Sometimes it is so very difficult to see the real enemy.
This morning I read in 2 Corinthians 2 were Paul urges the believers to forgive someone who deeply hurt them. He urges the believers to forgive “so that we would not be outwitted by Satan; for we are not ignorant to his designs.”
So I fight to forgive. It’s not easy. I’d rather bury the past and all the hurt. I’d rather not risk seeing someone who could hurt us again. I’d rather have my safe place back.
But then God’s like, “This was never your safe place anyway. It’s always been me.”
Friday, October 27, 2017
Last term, one of my main struggles was comparison. It is so tempting to look around at all the other women here and think, “They do this life better than me!” And once you start on that downward spiral, defeat, discouragement, and depression are not far behind. Comparing yourself to everyone around you makes this life though.
When we left the field 7 months ago, I was hurting too deeply to even begin sorting through these wrong feelings and searching for truth. Thank God for furlough! It’s amazing what debriefing, rest, and a determination to sort through lies and replace them with the truth will do for you.

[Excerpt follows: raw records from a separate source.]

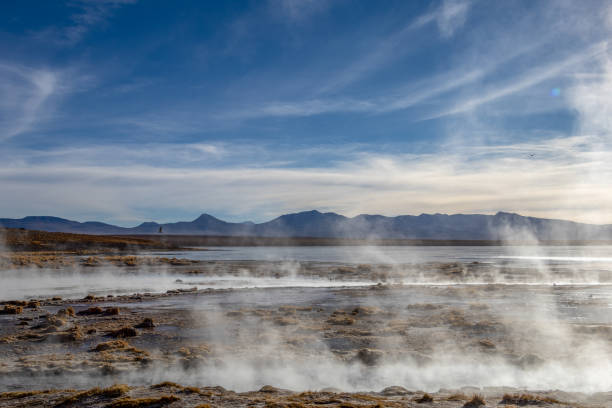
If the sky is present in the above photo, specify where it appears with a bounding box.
[0,0,612,226]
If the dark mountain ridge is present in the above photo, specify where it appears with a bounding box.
[0,210,612,241]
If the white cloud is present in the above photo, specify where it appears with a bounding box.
[0,63,59,140]
[0,138,612,223]
[435,0,471,38]
[33,0,137,46]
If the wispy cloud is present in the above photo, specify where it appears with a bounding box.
[317,0,471,94]
[0,134,612,222]
[0,63,59,140]
[427,42,608,119]
[34,0,137,46]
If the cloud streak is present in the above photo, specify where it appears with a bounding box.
[0,138,612,223]
[0,63,59,140]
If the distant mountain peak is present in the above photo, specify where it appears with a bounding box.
[0,210,612,241]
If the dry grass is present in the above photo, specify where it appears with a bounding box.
[463,395,486,408]
[108,327,138,339]
[0,305,23,315]
[0,390,56,399]
[77,306,104,316]
[55,306,75,318]
[415,393,433,404]
[500,394,561,406]
[134,317,155,329]
[107,395,181,408]
[55,384,130,408]
[2,228,177,253]
[445,394,470,401]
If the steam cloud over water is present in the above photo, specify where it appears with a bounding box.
[0,247,612,393]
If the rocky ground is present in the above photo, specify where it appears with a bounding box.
[0,254,612,407]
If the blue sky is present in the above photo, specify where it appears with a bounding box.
[0,0,612,225]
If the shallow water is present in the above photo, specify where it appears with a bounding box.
[155,246,612,267]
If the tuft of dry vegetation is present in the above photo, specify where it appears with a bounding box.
[463,395,486,408]
[55,306,75,318]
[2,228,178,253]
[55,384,130,408]
[500,394,561,406]
[77,306,104,316]
[0,390,55,400]
[0,305,23,315]
[134,317,155,329]
[107,395,181,408]
[108,327,138,339]
[415,393,433,404]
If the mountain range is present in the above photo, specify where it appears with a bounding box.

This morning, on day 3 back in Wamena, I opened my bible and read in 1 Cor 7:17, “Only let each person lead the life the Lord has assigned to him, to which God has called him. This is my rule in all the churches.”
There it was, right at the beginning of this next term on the field, the reminder to simply live the life I have.
What does this life look like?
It looks like compassionate parenting.
It looks like a healthy marriage.
It looks like writing.
It looks like loving my neighbors.
It looks like wrapping my heart’s deepest affections around Jesus.
That’s a life I love. That’s a life I can live with joy.